01 July 2011

It's not a bubble

Its different this time aound. There's real revenue behind these companies with proven business models.  Social media, ecommerce, and advertising are now mainstream and have matured significantly from the late 90's.  Even if many of these points are true to a certain extent, none can justify the valuations that are currently in front of us.

LinkedIn is trading at about a $9B valuation, Zynga and Groupon both filed for IPOs as high as $20B.  The beauty of each of these (along with the others) is the fact that none are profitible yet.  Some like Pandora say they won't make any money in the "forseeable future."  Analysts, for example, justify LinkedIn's price target based on 65X 2014 EPS and the 100M users they currently have.  We're paying on eyeballs again; welcome to Netscape 2.0.

Why are investors making the same mistakes as they did in the late 90s?  We are not myopic enough to forget the worthless stock notifications (especially atmabus) from 15 years ago.  Even smart money is getting in at these lofty valuations; This week, Kleiner Perkins invested in Square at a $1B valuation.  Some of the first bubble carnage is still on the road (MySpace just sold for 1/16th of original price).

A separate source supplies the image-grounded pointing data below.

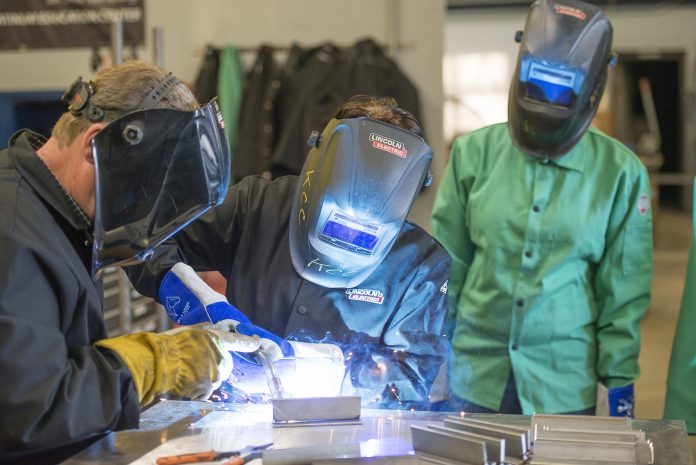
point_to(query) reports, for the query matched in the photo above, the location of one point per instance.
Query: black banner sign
(68, 23)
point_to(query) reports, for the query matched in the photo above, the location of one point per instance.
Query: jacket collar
(22, 149)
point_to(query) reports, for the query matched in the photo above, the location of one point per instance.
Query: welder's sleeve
(399, 370)
(623, 281)
(56, 389)
(450, 217)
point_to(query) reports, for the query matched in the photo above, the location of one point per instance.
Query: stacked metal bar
(581, 440)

These companies are growing and showing relevant top lines now.  People do spend money on virtual tractors ($850M in 2010).  As i wrote about a year ago, the days of all things free on the net are no more as companies now monetize what they were afraid to in the past.  Management teams are more sophisticated and actually operate businesses for profit (except Twitter :).   At these valuations, however, one has to assume market transformative disruption.

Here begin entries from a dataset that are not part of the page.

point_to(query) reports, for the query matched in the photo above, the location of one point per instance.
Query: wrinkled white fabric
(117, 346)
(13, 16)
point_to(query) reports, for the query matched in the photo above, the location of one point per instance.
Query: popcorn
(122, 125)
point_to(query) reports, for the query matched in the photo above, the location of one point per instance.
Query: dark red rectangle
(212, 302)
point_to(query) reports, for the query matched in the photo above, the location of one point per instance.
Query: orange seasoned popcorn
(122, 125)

Google killed newspapers and took a huge slice out of traditional ad dollars.  Amazon eliminated bookstores and cd shops.  These were huge industries that are no longer on the map.  Will Zynga kill off Electronic Arts or Playstation?  Groupon will take a google-sized cut from company ad spend?  Unfortunately, these days, the incumbents are much more savvy that they were before.

NBC/FOX (and others) established Hulu because they didnt know how to play in the nascent streaming space with little intention of making any money from it.  They now want to dispose of it so they can create their own meaningful net revenue streams.  They still own the content that everyone wants so they can charge what they want. Just ask Netflix.  Newly traded Homeway, despite its unique niche, will not replace hotels. Yet it trades at 1/3 of the value of Marriott and Starwood already. Cloud software packages might have interesting platforms but will not replace Oracle who is already embedded in most large corporations. 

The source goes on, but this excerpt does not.